Porter Stansberry serves as Chairman of Porter & Co., a boutique investment research firm that offers in-depth market analysis and insights. His company’s purview includes everything from energy stocks to high yield bonds to biotech to what he calls “battleship” stocks. He joins the ETF Think Tank to offer his thoughts on the current market environment and what the next few years could look like.
Stansberry has spent considerable time in recent years identifying dislocations in the market whether that’s due to fraud or some other reason. The biggest red flag he sees in the market today is Boeing. He says that the kind of financial engineering that’s happening right now is the same kind of accounting gymnastics that occurred at GE which he believes could lead to cataclysmic consequences for shareholders. With businesses, he says, culture is destiny. You can’t succeed unless the entire leadership team is committed to integrity within its operations and Boeing has none of this right now. Some people say that Boeing can’t go bankrupt, but fundamentally broken companies can certainly go under. Stansberry likes short situations where there is no reasonable way out.
Stansberry, not surprisingly, sees artificial intelligence as revolutionary, but he doesn’t think the current leaders will be the leaders when the revolution is finished. There are all sorts of businesses whose margins are about to improve thanks to AI and, if he were an investor, he would find companies whose basic goods and services can be transformed by AI. Blockchain can similarly transform industries, such as healthcare and financial services, but he doesn’t think it will happen as quickly as many hope. It’s going to be a long slog because the financials are very regulated and going to fight anything that could cost them margins or market share.
While the AI revolution is currently benefiting the large companies, Stansberry thinks that eventually the small companies will be the innovators. During the advent of the internet, none of the innovations came from the big news organizations. It’s always the outsiders. The large and entrenched companies often aren’t able to put it to work quickly, but the small upstarts can because the tech is changing so quickly. In the end, AI can transform the way business is conducted, especially for those heavily involved in data analysis.
Stansberry has been on record believing that the thesis of a credit event was accurate. In particular, he believed that Bank of America was insolvent, but they played with the accounting and got a liquidity injection from the Fed so there wasn’t a run on the bank. The amount of liquidity and stimulus cash that the Fed has been putting into the economy is enormous. In the near-term, he doesn’t believe we’ll have a recession, but we could have 4%+ inflation for a long time. In the end, he expects Treasury yields to increase and that’s why small-caps are underperforming here. He does think we could be entering a melt-up scenario.

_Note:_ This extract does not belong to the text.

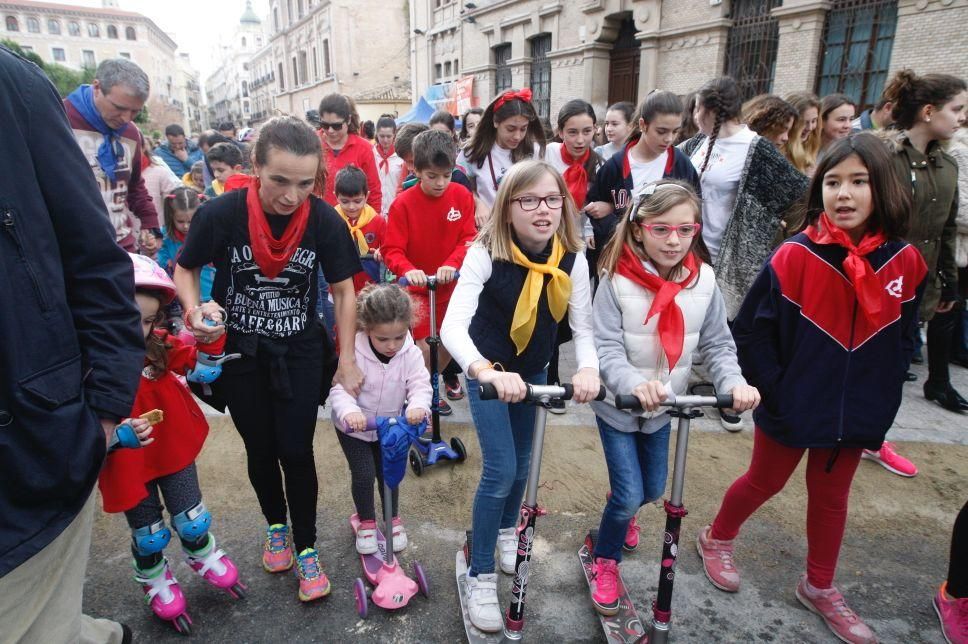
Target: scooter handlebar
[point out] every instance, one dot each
(720, 401)
(565, 391)
(431, 280)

Stansberry also notes that when yields get higher, P/E multiples need to get compressed. If the high growth companies can justify a high P/E, multiples can remain higher, but most aren’t going to be able to. The staples, for example, that can’t post eye popping growth are going to see their multiples contract. Over the next few years, he feels we’ll see most stocks trading at 12-14 multiples, not 24.
Other key takeaways:
- Stansberry isn’t sure that we’ll have as much inflation now as we did in the 1970s because there’s so much more productivity today.
- It’s great that we have a challenging market. It creates a lot of opportunities and there’s nothing wrong with that.

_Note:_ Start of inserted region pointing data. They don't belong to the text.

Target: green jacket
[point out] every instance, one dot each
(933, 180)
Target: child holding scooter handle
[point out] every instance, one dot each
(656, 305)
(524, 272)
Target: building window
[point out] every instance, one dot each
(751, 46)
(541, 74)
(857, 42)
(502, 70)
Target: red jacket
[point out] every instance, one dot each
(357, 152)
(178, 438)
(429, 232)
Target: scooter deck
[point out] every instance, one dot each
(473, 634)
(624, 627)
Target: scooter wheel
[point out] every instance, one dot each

- Stansberry thinks that the Fed did see the trouble in the financial system a year ago. There’s a reason why Bank of America got so much liquidity.
- One of the biggest beneficiaries of the AI revolution will be biotech.
- These markets where the quality of the company matters are a great thing. He thinks we’re going to see a lot more discrepancy in quality because it’s going to matter a lot more in a high interest rate environment. In Stansberry’s estimation, quality is the growth of free cash flow. There are a lot of high quality, super cheap small-cap stocks, but you have to buy them and you have to wait for it to happen. It won’t happen fast.
- In particular, he’s bullish on energy and very bullish on natural gas, citing it as the only viable bridge between coal and renewable energy. He believes there’s a world class opportunity in energy as long as you’re an investor.